Re: Estimates on data and cost per department for institutional archives?

From: JQ Johnson <jqj_at_DARKWING.UOREGON.EDU>
Date: Mon, 8 Dec 2003 15:07:02 +0000

Min-Yen KAN writes:
>we are currently trying to estimate the amount of data that
>will eventually flow into the institutional archive.

"archive"? "eventually"?

As Stevan Harnad has noted, the volume of data for preprints, postprints,
and theses is likely to be minuscule, even if you are successful in
getting widespread adoption by your faculty. At most institutions
the average annual peer-reviewed production [per author] is probably
between 1 and 5 papers. Let's say you got total buy-in from a faculty
of 1000, that all of your faculty submit 10 papers per year, and that
each paper is a PDF document 400KB. That's 10K items and 4GB/year max,
which is tiny in terms of disk space.

Note that a plausible first-order model of growth is initial exponential
expansion settling down to linear growth when the service matures.
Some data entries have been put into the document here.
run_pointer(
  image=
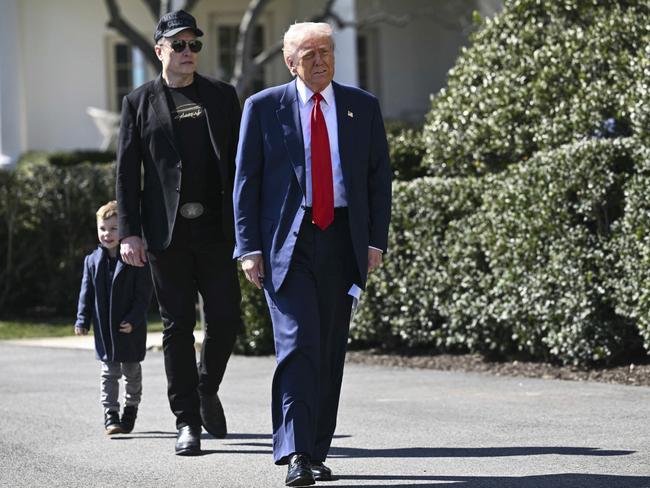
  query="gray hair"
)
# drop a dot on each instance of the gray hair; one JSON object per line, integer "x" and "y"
{"x": 299, "y": 31}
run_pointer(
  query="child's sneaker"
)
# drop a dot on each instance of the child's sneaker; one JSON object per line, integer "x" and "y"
{"x": 128, "y": 418}
{"x": 112, "y": 423}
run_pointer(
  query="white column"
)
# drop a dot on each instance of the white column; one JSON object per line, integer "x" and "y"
{"x": 346, "y": 44}
{"x": 10, "y": 91}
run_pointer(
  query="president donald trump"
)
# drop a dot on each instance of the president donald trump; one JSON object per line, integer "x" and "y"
{"x": 312, "y": 205}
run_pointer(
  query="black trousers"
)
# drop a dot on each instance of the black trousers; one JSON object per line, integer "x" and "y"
{"x": 198, "y": 259}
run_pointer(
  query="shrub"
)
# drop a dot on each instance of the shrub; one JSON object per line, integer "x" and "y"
{"x": 510, "y": 264}
{"x": 406, "y": 151}
{"x": 538, "y": 76}
{"x": 47, "y": 226}
{"x": 257, "y": 337}
{"x": 629, "y": 252}
{"x": 403, "y": 297}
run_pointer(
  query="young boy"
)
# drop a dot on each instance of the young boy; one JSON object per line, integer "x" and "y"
{"x": 115, "y": 297}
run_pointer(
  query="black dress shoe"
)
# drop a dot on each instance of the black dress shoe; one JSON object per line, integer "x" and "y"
{"x": 128, "y": 418}
{"x": 299, "y": 471}
{"x": 321, "y": 472}
{"x": 112, "y": 423}
{"x": 188, "y": 442}
{"x": 212, "y": 416}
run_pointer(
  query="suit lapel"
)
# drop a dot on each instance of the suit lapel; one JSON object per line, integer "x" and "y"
{"x": 345, "y": 126}
{"x": 158, "y": 101}
{"x": 289, "y": 116}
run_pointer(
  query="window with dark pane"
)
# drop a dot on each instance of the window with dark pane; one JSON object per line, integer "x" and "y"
{"x": 227, "y": 36}
{"x": 123, "y": 71}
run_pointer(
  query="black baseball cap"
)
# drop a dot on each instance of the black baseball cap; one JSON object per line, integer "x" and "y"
{"x": 174, "y": 22}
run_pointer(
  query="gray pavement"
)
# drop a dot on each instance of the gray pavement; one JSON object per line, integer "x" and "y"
{"x": 397, "y": 427}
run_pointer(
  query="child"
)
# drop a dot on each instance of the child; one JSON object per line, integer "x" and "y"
{"x": 115, "y": 298}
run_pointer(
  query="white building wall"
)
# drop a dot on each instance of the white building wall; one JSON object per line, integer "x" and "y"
{"x": 415, "y": 46}
{"x": 64, "y": 48}
{"x": 11, "y": 109}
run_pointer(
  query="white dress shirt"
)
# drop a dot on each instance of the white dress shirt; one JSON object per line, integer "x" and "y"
{"x": 328, "y": 107}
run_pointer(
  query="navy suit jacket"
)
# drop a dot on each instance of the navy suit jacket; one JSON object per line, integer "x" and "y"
{"x": 270, "y": 187}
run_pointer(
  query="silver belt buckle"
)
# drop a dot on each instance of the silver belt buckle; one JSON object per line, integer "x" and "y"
{"x": 192, "y": 210}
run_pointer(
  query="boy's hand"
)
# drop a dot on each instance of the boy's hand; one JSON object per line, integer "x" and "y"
{"x": 126, "y": 328}
{"x": 132, "y": 251}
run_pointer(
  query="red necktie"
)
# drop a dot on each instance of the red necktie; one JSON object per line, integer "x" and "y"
{"x": 322, "y": 188}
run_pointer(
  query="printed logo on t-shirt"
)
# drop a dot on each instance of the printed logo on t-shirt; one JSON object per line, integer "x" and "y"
{"x": 188, "y": 111}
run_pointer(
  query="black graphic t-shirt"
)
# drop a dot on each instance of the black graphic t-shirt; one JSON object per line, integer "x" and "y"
{"x": 200, "y": 176}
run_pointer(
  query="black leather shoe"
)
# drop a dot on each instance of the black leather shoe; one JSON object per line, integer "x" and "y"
{"x": 112, "y": 423}
{"x": 128, "y": 418}
{"x": 321, "y": 472}
{"x": 188, "y": 442}
{"x": 299, "y": 471}
{"x": 212, "y": 416}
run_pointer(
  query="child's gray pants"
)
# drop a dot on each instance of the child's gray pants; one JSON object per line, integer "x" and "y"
{"x": 112, "y": 371}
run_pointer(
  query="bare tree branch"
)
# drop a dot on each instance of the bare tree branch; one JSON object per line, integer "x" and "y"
{"x": 117, "y": 22}
{"x": 154, "y": 8}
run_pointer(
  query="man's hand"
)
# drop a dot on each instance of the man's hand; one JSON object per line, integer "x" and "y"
{"x": 374, "y": 259}
{"x": 126, "y": 328}
{"x": 253, "y": 268}
{"x": 132, "y": 251}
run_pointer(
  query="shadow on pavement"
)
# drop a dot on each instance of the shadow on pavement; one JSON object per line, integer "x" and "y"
{"x": 416, "y": 452}
{"x": 565, "y": 480}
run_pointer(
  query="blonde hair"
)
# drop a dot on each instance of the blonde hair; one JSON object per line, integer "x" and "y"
{"x": 299, "y": 31}
{"x": 107, "y": 211}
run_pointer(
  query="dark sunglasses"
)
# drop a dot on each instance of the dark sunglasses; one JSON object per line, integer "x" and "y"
{"x": 178, "y": 45}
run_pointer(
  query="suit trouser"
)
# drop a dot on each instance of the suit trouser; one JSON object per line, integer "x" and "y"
{"x": 311, "y": 319}
{"x": 195, "y": 260}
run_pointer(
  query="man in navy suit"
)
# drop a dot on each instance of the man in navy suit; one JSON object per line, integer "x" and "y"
{"x": 312, "y": 198}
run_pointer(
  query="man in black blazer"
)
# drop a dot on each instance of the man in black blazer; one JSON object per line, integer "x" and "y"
{"x": 182, "y": 128}
{"x": 312, "y": 207}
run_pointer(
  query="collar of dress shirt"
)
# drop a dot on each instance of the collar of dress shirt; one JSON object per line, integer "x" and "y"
{"x": 305, "y": 93}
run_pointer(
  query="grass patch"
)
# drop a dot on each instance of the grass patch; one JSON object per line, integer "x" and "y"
{"x": 54, "y": 327}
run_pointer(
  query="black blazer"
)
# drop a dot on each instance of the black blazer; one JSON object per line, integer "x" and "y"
{"x": 148, "y": 201}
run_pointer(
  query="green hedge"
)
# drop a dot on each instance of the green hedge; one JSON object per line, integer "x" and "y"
{"x": 539, "y": 75}
{"x": 517, "y": 263}
{"x": 47, "y": 226}
{"x": 406, "y": 150}
{"x": 629, "y": 253}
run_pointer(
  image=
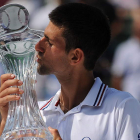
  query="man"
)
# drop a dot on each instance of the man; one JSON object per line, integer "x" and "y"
{"x": 126, "y": 64}
{"x": 84, "y": 108}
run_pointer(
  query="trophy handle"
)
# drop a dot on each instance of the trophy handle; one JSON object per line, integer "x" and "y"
{"x": 9, "y": 12}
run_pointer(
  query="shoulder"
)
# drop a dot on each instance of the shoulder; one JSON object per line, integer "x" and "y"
{"x": 117, "y": 97}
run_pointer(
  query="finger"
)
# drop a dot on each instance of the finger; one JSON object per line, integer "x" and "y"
{"x": 7, "y": 76}
{"x": 9, "y": 83}
{"x": 10, "y": 90}
{"x": 8, "y": 98}
{"x": 55, "y": 133}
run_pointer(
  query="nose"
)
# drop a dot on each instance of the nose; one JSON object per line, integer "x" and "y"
{"x": 39, "y": 46}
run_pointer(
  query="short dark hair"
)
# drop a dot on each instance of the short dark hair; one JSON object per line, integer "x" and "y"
{"x": 85, "y": 27}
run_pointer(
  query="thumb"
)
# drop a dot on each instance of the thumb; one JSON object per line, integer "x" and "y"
{"x": 55, "y": 133}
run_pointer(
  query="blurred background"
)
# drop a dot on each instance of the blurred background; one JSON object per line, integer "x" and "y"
{"x": 119, "y": 66}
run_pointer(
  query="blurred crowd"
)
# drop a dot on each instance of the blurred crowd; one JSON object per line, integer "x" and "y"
{"x": 119, "y": 66}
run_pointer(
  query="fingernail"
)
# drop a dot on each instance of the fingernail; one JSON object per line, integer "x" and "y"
{"x": 12, "y": 75}
{"x": 20, "y": 82}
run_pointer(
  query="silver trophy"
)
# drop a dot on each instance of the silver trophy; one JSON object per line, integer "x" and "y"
{"x": 17, "y": 54}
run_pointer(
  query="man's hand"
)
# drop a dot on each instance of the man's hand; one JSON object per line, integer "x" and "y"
{"x": 55, "y": 133}
{"x": 6, "y": 91}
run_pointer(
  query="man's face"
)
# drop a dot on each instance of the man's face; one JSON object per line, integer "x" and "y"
{"x": 52, "y": 58}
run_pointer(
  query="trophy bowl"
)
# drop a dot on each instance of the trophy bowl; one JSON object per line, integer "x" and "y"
{"x": 17, "y": 55}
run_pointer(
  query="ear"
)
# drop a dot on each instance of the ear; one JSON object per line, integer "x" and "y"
{"x": 76, "y": 56}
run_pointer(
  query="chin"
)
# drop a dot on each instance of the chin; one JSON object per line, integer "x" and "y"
{"x": 43, "y": 70}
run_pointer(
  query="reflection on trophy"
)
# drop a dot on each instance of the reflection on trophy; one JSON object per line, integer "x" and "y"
{"x": 17, "y": 54}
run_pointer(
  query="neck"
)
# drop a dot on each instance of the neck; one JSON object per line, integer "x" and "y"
{"x": 74, "y": 88}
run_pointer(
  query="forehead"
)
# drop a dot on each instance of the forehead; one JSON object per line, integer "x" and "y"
{"x": 53, "y": 32}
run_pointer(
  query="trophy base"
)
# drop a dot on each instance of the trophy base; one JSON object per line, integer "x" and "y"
{"x": 26, "y": 134}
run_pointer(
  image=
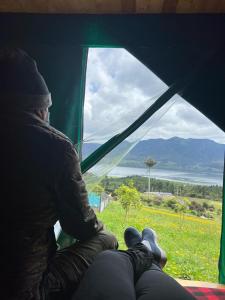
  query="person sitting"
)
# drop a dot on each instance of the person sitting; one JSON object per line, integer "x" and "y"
{"x": 132, "y": 274}
{"x": 41, "y": 183}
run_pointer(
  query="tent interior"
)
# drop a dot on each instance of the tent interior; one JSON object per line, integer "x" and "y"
{"x": 186, "y": 51}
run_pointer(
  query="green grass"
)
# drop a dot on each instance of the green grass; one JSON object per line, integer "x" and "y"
{"x": 191, "y": 244}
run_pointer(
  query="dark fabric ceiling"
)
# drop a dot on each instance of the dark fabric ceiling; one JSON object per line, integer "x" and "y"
{"x": 170, "y": 45}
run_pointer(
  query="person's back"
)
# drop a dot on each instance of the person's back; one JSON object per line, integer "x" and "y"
{"x": 40, "y": 183}
{"x": 29, "y": 159}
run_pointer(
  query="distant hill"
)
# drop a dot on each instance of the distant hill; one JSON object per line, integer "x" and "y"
{"x": 174, "y": 154}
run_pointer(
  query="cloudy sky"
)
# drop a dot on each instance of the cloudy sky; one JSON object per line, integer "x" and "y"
{"x": 119, "y": 88}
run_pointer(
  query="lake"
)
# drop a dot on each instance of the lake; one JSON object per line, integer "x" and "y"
{"x": 173, "y": 175}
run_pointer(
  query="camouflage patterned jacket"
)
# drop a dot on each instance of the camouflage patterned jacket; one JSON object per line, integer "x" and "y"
{"x": 41, "y": 183}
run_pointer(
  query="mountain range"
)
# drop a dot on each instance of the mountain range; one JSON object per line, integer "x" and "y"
{"x": 200, "y": 155}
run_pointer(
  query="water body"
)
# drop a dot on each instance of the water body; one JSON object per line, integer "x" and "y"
{"x": 172, "y": 175}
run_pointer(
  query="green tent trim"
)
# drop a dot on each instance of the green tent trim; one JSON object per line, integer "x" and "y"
{"x": 60, "y": 44}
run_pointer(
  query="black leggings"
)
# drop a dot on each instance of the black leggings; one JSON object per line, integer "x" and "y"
{"x": 111, "y": 277}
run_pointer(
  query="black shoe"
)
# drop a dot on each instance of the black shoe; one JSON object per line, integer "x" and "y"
{"x": 132, "y": 237}
{"x": 149, "y": 239}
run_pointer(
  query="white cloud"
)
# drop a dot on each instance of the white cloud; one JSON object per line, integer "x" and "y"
{"x": 119, "y": 88}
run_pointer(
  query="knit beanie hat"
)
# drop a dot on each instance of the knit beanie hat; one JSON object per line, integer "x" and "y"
{"x": 21, "y": 84}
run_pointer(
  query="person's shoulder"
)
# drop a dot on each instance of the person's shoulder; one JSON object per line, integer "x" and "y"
{"x": 58, "y": 137}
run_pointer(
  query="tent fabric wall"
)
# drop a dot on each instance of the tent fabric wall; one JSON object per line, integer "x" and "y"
{"x": 169, "y": 45}
{"x": 222, "y": 240}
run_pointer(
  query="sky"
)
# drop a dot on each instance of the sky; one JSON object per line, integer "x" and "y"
{"x": 119, "y": 88}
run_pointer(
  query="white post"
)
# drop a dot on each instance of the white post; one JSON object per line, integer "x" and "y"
{"x": 149, "y": 183}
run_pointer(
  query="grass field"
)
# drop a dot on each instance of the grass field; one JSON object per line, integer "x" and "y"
{"x": 191, "y": 243}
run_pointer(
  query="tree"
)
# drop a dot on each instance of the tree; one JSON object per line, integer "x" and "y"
{"x": 128, "y": 197}
{"x": 150, "y": 163}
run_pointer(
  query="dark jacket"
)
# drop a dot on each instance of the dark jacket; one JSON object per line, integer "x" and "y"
{"x": 41, "y": 183}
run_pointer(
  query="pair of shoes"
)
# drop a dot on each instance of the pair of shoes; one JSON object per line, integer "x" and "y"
{"x": 132, "y": 237}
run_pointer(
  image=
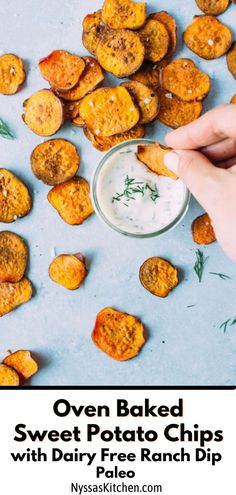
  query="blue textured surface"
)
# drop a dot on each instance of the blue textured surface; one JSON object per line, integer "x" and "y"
{"x": 185, "y": 345}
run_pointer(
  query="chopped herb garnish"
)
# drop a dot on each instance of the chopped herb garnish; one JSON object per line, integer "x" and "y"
{"x": 199, "y": 264}
{"x": 5, "y": 132}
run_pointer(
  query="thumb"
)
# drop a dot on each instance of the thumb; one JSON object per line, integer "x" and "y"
{"x": 201, "y": 177}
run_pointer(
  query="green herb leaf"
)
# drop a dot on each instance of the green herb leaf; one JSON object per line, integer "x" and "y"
{"x": 5, "y": 132}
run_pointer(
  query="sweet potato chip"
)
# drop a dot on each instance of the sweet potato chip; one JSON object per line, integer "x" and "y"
{"x": 90, "y": 79}
{"x": 62, "y": 69}
{"x": 155, "y": 38}
{"x": 158, "y": 276}
{"x": 185, "y": 80}
{"x": 120, "y": 52}
{"x": 14, "y": 294}
{"x": 8, "y": 377}
{"x": 208, "y": 37}
{"x": 123, "y": 14}
{"x": 231, "y": 60}
{"x": 15, "y": 199}
{"x": 149, "y": 73}
{"x": 109, "y": 111}
{"x": 55, "y": 161}
{"x": 152, "y": 155}
{"x": 171, "y": 28}
{"x": 12, "y": 74}
{"x": 68, "y": 270}
{"x": 43, "y": 113}
{"x": 93, "y": 30}
{"x": 105, "y": 143}
{"x": 145, "y": 98}
{"x": 119, "y": 335}
{"x": 13, "y": 257}
{"x": 23, "y": 363}
{"x": 175, "y": 112}
{"x": 72, "y": 200}
{"x": 212, "y": 7}
{"x": 202, "y": 230}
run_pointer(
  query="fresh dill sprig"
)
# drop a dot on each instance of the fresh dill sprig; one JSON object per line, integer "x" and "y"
{"x": 5, "y": 132}
{"x": 199, "y": 264}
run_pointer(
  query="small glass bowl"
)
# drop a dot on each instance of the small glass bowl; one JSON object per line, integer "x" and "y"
{"x": 101, "y": 214}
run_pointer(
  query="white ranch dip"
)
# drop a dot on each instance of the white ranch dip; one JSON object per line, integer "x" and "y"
{"x": 134, "y": 199}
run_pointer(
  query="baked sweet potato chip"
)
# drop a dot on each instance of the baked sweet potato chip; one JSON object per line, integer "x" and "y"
{"x": 68, "y": 270}
{"x": 171, "y": 27}
{"x": 119, "y": 335}
{"x": 43, "y": 113}
{"x": 202, "y": 230}
{"x": 105, "y": 143}
{"x": 149, "y": 74}
{"x": 12, "y": 74}
{"x": 120, "y": 52}
{"x": 62, "y": 69}
{"x": 8, "y": 377}
{"x": 208, "y": 37}
{"x": 15, "y": 199}
{"x": 90, "y": 79}
{"x": 212, "y": 7}
{"x": 155, "y": 38}
{"x": 23, "y": 363}
{"x": 158, "y": 276}
{"x": 72, "y": 200}
{"x": 109, "y": 111}
{"x": 123, "y": 14}
{"x": 175, "y": 112}
{"x": 152, "y": 155}
{"x": 14, "y": 294}
{"x": 185, "y": 80}
{"x": 231, "y": 60}
{"x": 145, "y": 98}
{"x": 93, "y": 30}
{"x": 13, "y": 257}
{"x": 55, "y": 161}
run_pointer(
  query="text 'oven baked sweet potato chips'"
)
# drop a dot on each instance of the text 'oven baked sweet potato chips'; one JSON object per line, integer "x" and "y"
{"x": 119, "y": 335}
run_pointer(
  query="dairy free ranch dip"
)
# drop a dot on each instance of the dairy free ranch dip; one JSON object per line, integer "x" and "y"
{"x": 133, "y": 199}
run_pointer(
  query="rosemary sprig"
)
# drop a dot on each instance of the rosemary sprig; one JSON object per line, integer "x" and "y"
{"x": 5, "y": 132}
{"x": 199, "y": 264}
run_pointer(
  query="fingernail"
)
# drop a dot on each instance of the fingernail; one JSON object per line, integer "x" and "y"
{"x": 171, "y": 161}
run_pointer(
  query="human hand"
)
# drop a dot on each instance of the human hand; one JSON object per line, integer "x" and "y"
{"x": 210, "y": 172}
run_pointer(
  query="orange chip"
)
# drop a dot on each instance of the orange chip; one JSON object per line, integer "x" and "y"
{"x": 8, "y": 377}
{"x": 68, "y": 270}
{"x": 152, "y": 155}
{"x": 13, "y": 257}
{"x": 72, "y": 200}
{"x": 155, "y": 38}
{"x": 12, "y": 74}
{"x": 208, "y": 37}
{"x": 158, "y": 276}
{"x": 231, "y": 60}
{"x": 171, "y": 27}
{"x": 106, "y": 143}
{"x": 14, "y": 294}
{"x": 43, "y": 113}
{"x": 119, "y": 335}
{"x": 185, "y": 80}
{"x": 62, "y": 69}
{"x": 123, "y": 14}
{"x": 175, "y": 112}
{"x": 23, "y": 363}
{"x": 202, "y": 230}
{"x": 90, "y": 79}
{"x": 15, "y": 199}
{"x": 55, "y": 161}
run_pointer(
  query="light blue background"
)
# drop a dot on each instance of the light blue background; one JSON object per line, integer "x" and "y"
{"x": 185, "y": 345}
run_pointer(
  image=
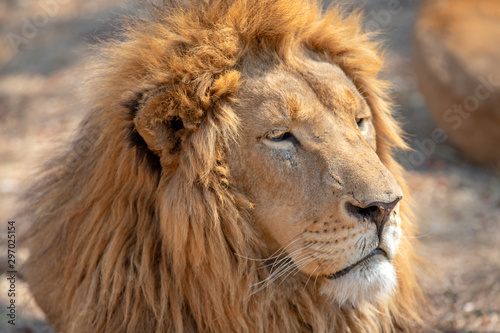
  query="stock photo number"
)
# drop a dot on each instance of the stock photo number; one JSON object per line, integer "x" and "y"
{"x": 11, "y": 273}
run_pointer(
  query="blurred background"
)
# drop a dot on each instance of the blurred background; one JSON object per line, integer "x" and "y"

That
would be great, because the cost of technology will decline
exponentially (Moore's law).

Note that although the cost of storage and server is minimal, the cost
of archival is potentially very large. If you agree with Stevan you
don't care much about long-term access. We don't agree, and hence have
to budget for preservation, which for us means regularly scheduled
(every 5 years or so) collection surveys and remediation through format
conversion (e.g. from PDF version 27 to PDF version 57, or HTML to XML,
or GIF to PNG, or ...). That's expensive. Achieving faculty buy-in and
self-archiving is expensive too; we don't think the top-down approach
(provost mandates) is likely to be successful in most places, so you
should budget a lot for marketing and hand-holding.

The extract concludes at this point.